NATIONAL HOME CENTERS, INC. v. Coleman

283 S.W.3d 218, 373 Ark. 246, 2008 Ark. LEXIS 258
CourtSupreme Court of Arkansas
DecidedApril 17, 2008
Docket07-977
StatusPublished
Cited by1 cases

This text of 283 S.W.3d 218 (NATIONAL HOME CENTERS, INC. v. Coleman) is published on Counsel Stack Legal Research, covering Supreme Court of Arkansas primary law. Counsel Stack provides free access to over 12 million legal documents including statutes, case law, regulations, and constitutions.

Bluebook
NATIONAL HOME CENTERS, INC. v. Coleman, 283 S.W.3d 218, 373 Ark. 246, 2008 Ark. LEXIS 258 (Ark. 2008).

Opinion

Annbabelle Clinton Imber, Justice.

The instant appeal requires this court to analyze the issue of whether a lis pendens filed in conjunction with a creditor’s foreclosure action serves to bar the future claim of a materialman when its materialman’s lien is filed with the county recorder’s office after the lis pendens is filed, and the foreclosure action proceeds to final judgment without joinder of the materialman as a party to the action. In light of the facts in this case, we conclude that it does.

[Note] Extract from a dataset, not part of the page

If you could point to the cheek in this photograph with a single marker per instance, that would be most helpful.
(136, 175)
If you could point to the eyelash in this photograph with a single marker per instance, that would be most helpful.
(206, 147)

On August 13, 2004, Coleman Construction, LLC, granted Appellee Regions Bank a note and construction mortgage on the property described as

Lot 51, Pebble Beach Woods Addition to the City of Little Rock, Pulaski County, Arkansas. Also known as 2600 Valley Park Drive, Little Rock, Arkansas.

Within a few months, Coleman defaulted on the loan by ceasing construction on the property.

On January 4, 2005, Regions filed a complaint of foreclosure in the Pulaski County Circuit Court and a lis pendens in the county recorder’s office. The complaint listed Coleman Homes, LLC, and Stephen G. Coleman and Debra J. Coleman, individually, as defendants but did not list any other parties. On March 7, 2005, the circuit court entered a foreclosure decree in favor of Regions, and at the Commissioner’s sale on June 13, 2005, Regions purchased the property. Subsequently, Regions sold the property to Appellee Cain Construction, Inc., and obtained a construction mortgage on the property.

Meanwhile, on January 25, 2005, Appellant National Home Centers, Inc., a materials supplier for Coleman, filed a material-man’s lien on the same property. Over a year later, in April 2006, National Home Centers filed a complaint in foreclosure against the property. The complaint listed as defendants Coleman Homes, LLC, the Colemans individually, Cain Construction, Inc., Newoods, Inc., and Regions Bank.

In response, Regions and Cain filed a joint motion for summary judgment. In the motion, they alleged that National Home Centers’s materialman’s lien was filed after the lis pendens in Regions’s foreclosure action, and, therefore the materialman’s lien was subject to the outcome of that litigation, and National Home Centers was barred from bringing its own foreclosure action. National Home Centers filed a cross-motion for summary judgment and made several arguments in rebuttal to Regions’s motion.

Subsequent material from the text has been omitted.